Воспользовавшись удобным случаем, Дягилев 14 мая пояснил свою позицию через газету «Фигаро»: «В сегодняшней России красный флаг является эмблемой тех, кто считает, что благоденствие всего мира зависит от свободы его народов, достигнутой лишь благодаря победоносной борьбе». Дягилев оказался прозорливым. Ровно через четыре месяца Временное правительство, провозгласив Россию республикой, назвало красное знамя государственным символом. Но песня волжских бурлаков так и не стала гимном России, им послужила на этот короткий срок мелодия французской «Марсельезы» с русским текстом («Отречёмся от старого мира»), написанным в 1875 году революционером-народником Петром Лавровым. Ну а Дягилев, казалось бы, далёкий от политики, своими акциями и заявлениями, несомненно, выразил солидарность с тем, что происходило в революционной России.

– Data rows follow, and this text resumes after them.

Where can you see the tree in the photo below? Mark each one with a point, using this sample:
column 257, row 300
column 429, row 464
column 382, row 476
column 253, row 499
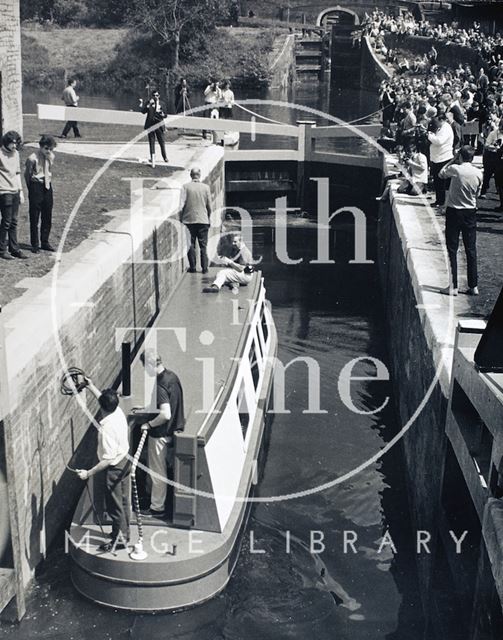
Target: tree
column 175, row 20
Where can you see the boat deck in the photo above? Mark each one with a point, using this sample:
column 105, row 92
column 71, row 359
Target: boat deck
column 194, row 326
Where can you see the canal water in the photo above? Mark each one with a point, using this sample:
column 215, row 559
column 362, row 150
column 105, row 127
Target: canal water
column 332, row 314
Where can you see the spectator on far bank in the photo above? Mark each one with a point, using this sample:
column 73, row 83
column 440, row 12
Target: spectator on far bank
column 38, row 177
column 71, row 99
column 441, row 139
column 182, row 96
column 227, row 97
column 11, row 195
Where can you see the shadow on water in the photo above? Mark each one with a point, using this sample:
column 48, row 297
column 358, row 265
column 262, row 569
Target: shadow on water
column 331, row 313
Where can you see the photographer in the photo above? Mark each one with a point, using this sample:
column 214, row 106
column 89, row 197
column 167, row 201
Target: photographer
column 156, row 112
column 239, row 269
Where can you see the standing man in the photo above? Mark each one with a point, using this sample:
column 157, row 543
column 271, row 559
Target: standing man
column 460, row 216
column 239, row 269
column 212, row 96
column 196, row 215
column 156, row 112
column 113, row 450
column 11, row 195
column 441, row 137
column 71, row 99
column 38, row 177
column 170, row 419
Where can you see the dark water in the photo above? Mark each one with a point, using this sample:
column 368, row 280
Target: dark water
column 331, row 313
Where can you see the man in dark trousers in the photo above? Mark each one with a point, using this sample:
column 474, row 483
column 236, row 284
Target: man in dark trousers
column 461, row 215
column 38, row 177
column 170, row 419
column 71, row 99
column 113, row 459
column 196, row 215
column 156, row 112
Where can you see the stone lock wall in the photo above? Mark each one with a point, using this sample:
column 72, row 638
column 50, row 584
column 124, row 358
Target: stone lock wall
column 10, row 67
column 73, row 318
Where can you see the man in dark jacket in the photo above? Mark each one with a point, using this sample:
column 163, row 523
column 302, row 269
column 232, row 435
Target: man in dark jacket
column 156, row 112
column 168, row 399
column 196, row 214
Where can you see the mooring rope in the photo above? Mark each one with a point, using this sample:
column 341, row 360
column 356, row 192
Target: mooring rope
column 136, row 500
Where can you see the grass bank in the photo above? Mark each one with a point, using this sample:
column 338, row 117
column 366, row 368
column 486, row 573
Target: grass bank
column 111, row 59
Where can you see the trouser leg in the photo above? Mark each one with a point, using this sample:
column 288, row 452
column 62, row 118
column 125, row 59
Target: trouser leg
column 160, row 139
column 151, row 143
column 9, row 207
column 191, row 254
column 469, row 234
column 452, row 230
column 489, row 166
column 118, row 499
column 35, row 197
column 158, row 464
column 440, row 184
column 46, row 216
column 202, row 238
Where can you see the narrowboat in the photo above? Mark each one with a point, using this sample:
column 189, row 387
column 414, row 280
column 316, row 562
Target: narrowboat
column 229, row 339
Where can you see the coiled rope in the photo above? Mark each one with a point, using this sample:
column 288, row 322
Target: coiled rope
column 73, row 381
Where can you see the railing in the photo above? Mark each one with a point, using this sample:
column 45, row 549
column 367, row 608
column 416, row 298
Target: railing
column 305, row 131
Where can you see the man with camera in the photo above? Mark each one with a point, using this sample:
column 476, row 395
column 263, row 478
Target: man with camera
column 239, row 269
column 156, row 112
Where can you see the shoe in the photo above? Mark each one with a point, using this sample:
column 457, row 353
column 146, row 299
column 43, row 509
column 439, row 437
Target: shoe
column 111, row 546
column 152, row 513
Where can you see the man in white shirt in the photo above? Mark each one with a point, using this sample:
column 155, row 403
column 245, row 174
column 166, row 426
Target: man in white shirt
column 239, row 269
column 113, row 459
column 441, row 137
column 71, row 99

В душе-то он был во многих отношениях революционером. Поэтому французы, познакомившиеся с новинками Сезона, могли и в них заметить своеобразную революцию. Все без исключения премьеры «Русских балетов» представляли балетмейстерские работы Мясина. Заметно изменился исполнительский стиль, который вместо привычной закруглённости, мягкости движений приобрёл резкие, угловатые, «механические» черты, характерные для футуризма. Ларионов и Гончарова привнесли в оформление спектаклей неопримитивизм, а Пикассо — кубизм. Постановки дягилевского театра, таким образом, всё более смыкались с модернизмом.

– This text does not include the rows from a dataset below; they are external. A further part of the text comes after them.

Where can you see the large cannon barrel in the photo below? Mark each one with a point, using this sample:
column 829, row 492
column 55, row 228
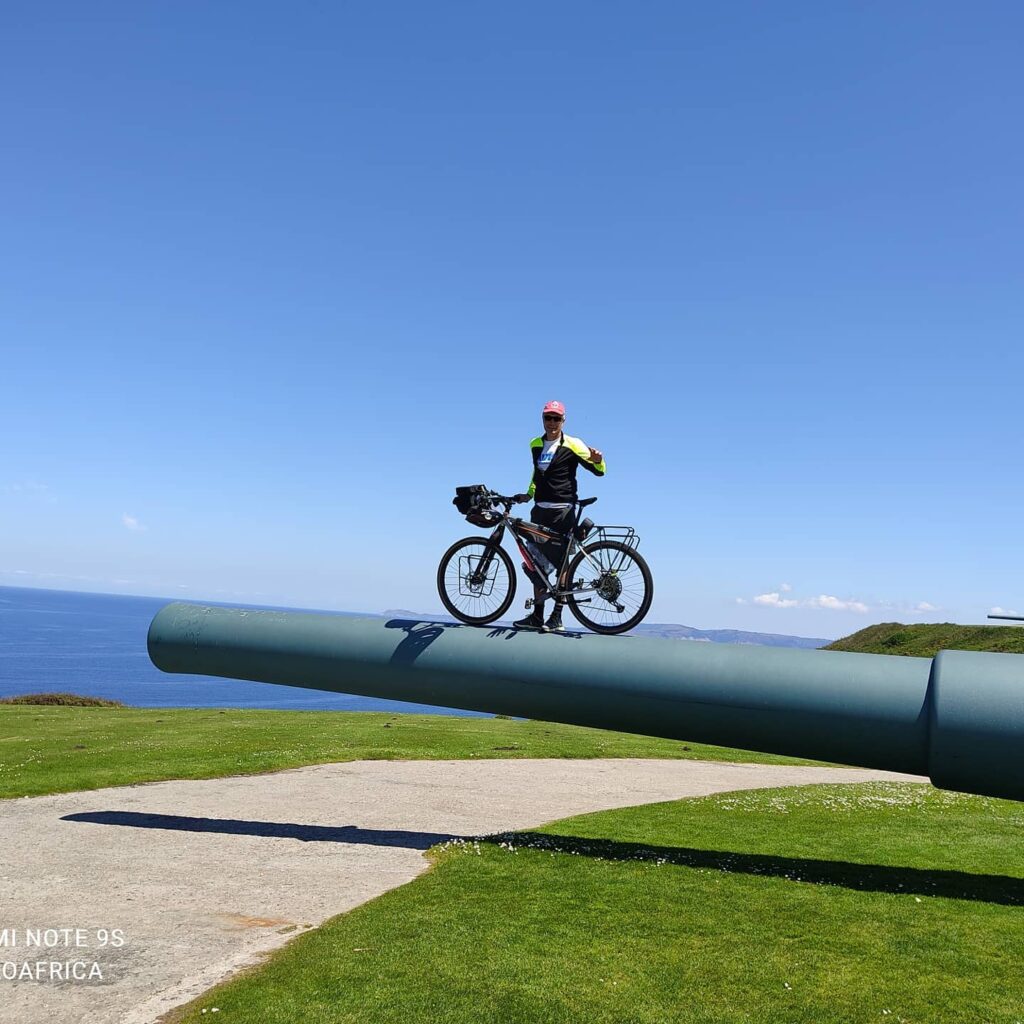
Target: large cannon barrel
column 957, row 718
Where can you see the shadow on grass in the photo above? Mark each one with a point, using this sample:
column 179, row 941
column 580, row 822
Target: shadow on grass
column 1001, row 889
column 268, row 829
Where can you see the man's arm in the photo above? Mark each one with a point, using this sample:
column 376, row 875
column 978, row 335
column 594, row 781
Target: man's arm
column 590, row 459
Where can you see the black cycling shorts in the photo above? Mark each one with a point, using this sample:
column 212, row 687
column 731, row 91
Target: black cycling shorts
column 561, row 520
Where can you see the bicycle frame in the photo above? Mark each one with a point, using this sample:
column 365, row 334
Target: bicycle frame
column 542, row 535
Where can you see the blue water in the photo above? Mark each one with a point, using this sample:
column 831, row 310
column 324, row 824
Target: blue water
column 94, row 644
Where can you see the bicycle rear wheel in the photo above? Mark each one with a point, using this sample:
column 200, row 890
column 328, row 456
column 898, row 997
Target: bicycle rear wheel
column 476, row 581
column 616, row 585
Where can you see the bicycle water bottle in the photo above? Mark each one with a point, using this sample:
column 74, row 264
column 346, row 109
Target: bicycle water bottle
column 540, row 559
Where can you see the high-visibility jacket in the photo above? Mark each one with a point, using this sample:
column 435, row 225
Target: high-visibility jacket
column 557, row 482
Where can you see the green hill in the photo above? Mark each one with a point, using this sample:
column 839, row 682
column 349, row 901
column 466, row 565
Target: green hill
column 927, row 639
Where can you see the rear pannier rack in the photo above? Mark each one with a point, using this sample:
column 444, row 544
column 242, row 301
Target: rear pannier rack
column 624, row 535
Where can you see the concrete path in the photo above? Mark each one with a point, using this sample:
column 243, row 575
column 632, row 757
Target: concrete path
column 201, row 878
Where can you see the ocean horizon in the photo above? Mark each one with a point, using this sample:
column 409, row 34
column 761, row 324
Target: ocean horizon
column 94, row 645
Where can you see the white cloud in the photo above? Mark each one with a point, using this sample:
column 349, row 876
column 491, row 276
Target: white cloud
column 775, row 600
column 837, row 604
column 132, row 523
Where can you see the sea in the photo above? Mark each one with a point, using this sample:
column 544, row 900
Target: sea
column 94, row 645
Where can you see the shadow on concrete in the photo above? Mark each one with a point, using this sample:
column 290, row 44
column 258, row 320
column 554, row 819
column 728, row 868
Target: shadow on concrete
column 1000, row 889
column 269, row 829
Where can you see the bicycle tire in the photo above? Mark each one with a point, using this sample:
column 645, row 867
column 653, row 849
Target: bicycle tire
column 442, row 591
column 624, row 553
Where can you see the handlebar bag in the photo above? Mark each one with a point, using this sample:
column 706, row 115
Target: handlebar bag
column 466, row 499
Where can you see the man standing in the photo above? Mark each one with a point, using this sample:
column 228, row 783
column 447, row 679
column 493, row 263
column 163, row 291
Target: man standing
column 556, row 457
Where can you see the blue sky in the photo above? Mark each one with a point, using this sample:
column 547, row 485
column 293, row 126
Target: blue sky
column 275, row 278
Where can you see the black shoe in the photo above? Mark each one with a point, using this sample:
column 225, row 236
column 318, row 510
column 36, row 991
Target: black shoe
column 535, row 621
column 554, row 623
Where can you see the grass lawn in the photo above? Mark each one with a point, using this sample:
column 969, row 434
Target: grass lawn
column 877, row 902
column 57, row 750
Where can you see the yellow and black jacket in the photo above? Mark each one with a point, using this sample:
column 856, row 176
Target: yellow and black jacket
column 557, row 482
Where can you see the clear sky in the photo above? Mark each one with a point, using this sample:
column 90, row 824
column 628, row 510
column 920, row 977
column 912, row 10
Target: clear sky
column 275, row 278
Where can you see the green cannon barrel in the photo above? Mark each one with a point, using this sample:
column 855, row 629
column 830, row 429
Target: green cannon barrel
column 957, row 718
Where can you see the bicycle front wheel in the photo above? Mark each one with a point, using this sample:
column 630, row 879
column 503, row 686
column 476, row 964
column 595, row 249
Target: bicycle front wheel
column 476, row 581
column 612, row 587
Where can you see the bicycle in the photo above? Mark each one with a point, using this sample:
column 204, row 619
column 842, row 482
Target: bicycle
column 600, row 566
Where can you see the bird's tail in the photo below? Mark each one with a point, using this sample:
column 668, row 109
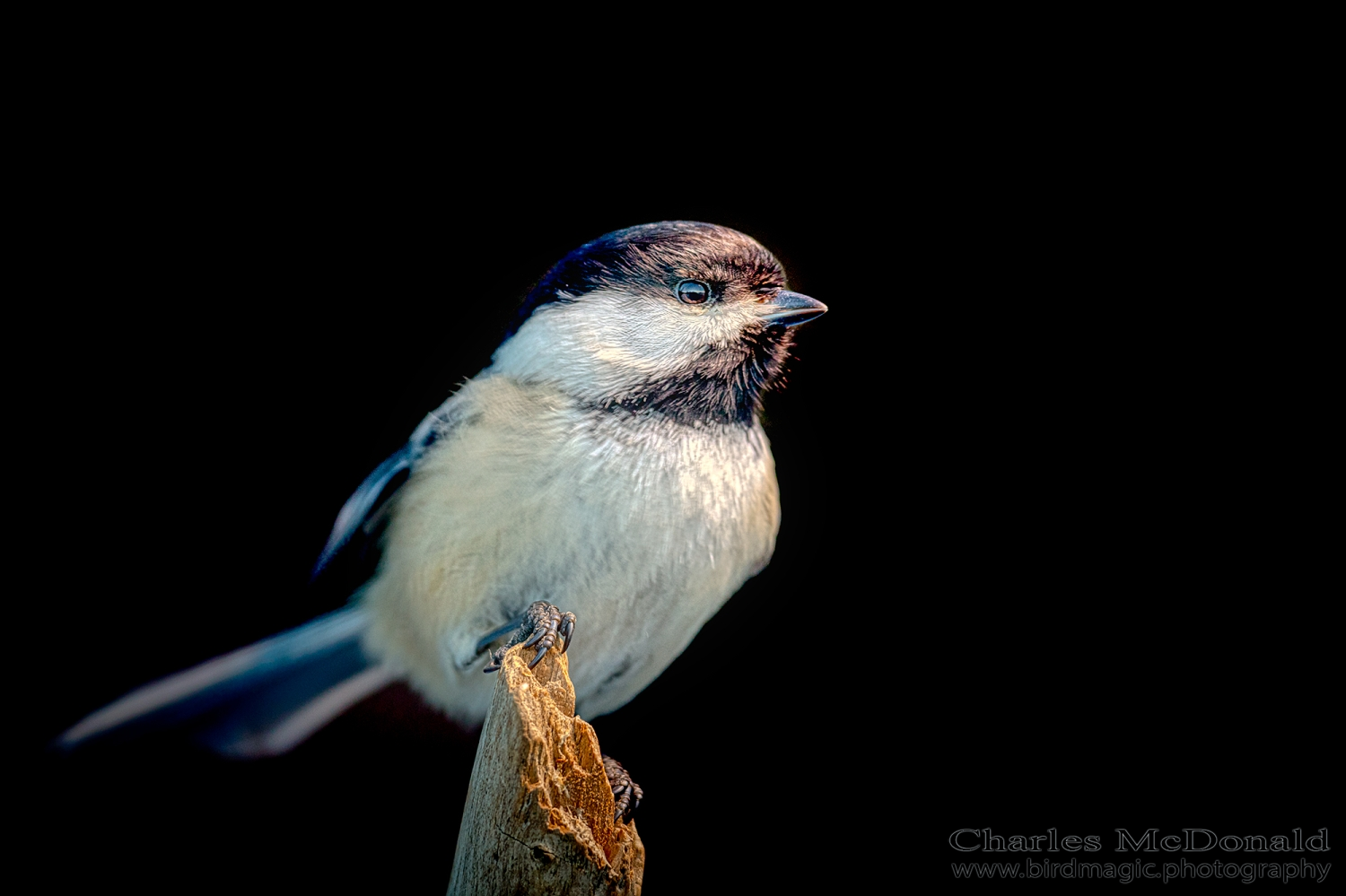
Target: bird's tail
column 256, row 701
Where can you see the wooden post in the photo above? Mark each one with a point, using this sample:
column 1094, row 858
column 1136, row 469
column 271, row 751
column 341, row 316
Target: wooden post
column 538, row 814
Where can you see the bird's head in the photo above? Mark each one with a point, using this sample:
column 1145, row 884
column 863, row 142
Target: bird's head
column 677, row 318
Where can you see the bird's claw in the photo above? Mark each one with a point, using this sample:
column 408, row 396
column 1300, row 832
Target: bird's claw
column 543, row 626
column 626, row 793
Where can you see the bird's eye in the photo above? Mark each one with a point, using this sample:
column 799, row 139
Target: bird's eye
column 694, row 292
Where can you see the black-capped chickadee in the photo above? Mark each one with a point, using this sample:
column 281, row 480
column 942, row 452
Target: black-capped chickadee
column 606, row 479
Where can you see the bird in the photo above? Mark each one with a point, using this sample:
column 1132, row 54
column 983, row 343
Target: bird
column 606, row 481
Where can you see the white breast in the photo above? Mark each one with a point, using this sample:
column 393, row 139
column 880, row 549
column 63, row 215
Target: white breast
column 641, row 526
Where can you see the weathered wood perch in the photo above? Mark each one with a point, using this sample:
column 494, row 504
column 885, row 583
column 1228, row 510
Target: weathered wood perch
column 538, row 814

Балету «Парад», может быть, и не самому интересному в репертуаре труппы, выпала доля обозначить некий рубеж и даже стать художественным манифестом обновлённых «Русских балетов». Родословная «Парада» была чисто авангардной: композитор — Эрик Сати, сценарист — Жан Кокто, художник — Пабло Пикассо. В театральной программке «Парада» поэт Гийом Аполлинер, покоривший Дягилева необыкновенной чуткостью ко всем современным формам искусства, выступил
«Парад» был действительно необычным спектаклем. По замыслу Кокто, интрига состояла в том, что подлинное действо зрители могут только представить, но не увидеть, а если и увидеть, то совсем чуть-чуть. Первоначально планировалось применить приём «сцена на сцене», но по ходу дела в этот план вносились коррективы. И получилось просто короткое представление бродячих актёров, пытающихся завлечь публику внутрь балагана, чтобы та посмотрела настоящий спектакль целиком и, разумеется, за деньги. Этим объясняется появление на сцене Менеджеров, американского и французского, трёхметровых гигантов.
«Менеджеры представлялись мне существами свирепыми, разнузданными, вульгарными, способными лишь опошлить своими крикливо-назойливыми восхвалениями то, что они расхваливают, — писал Кокто. — Они и в самом деле возбуждали приступы ненависти и смеха, недоумение толпы, сбитой с толку дикостью их вида и манер». Вот их-то внешний вид был полностью связан с кубизмом, в отличие от всей остальной разностильной сценографии Пикассо. Они выглядели словно ожившие кубистические скульптуры. Специальный занавес для «Парада», который зрители могли созерцать в недолгую увертюру, создавался Пикассо совсем в другом стиле, в котором преобладали реалистические театрально-бытовые мотивы и аллегории, а также обнаруживалась связь с итальянской и голландской живописью XVI–XVIII столетий. «Пикассо предлагает нам своё собственное видение ярмарочного театра, где Акробаты, Китаец и Менеджеры движутся в некоем калейдоскопе, одновременно реальном и фантастическом», — писал Бакст в той же программке «Парада», отмечая весьма значительную роль художника в этой постановке.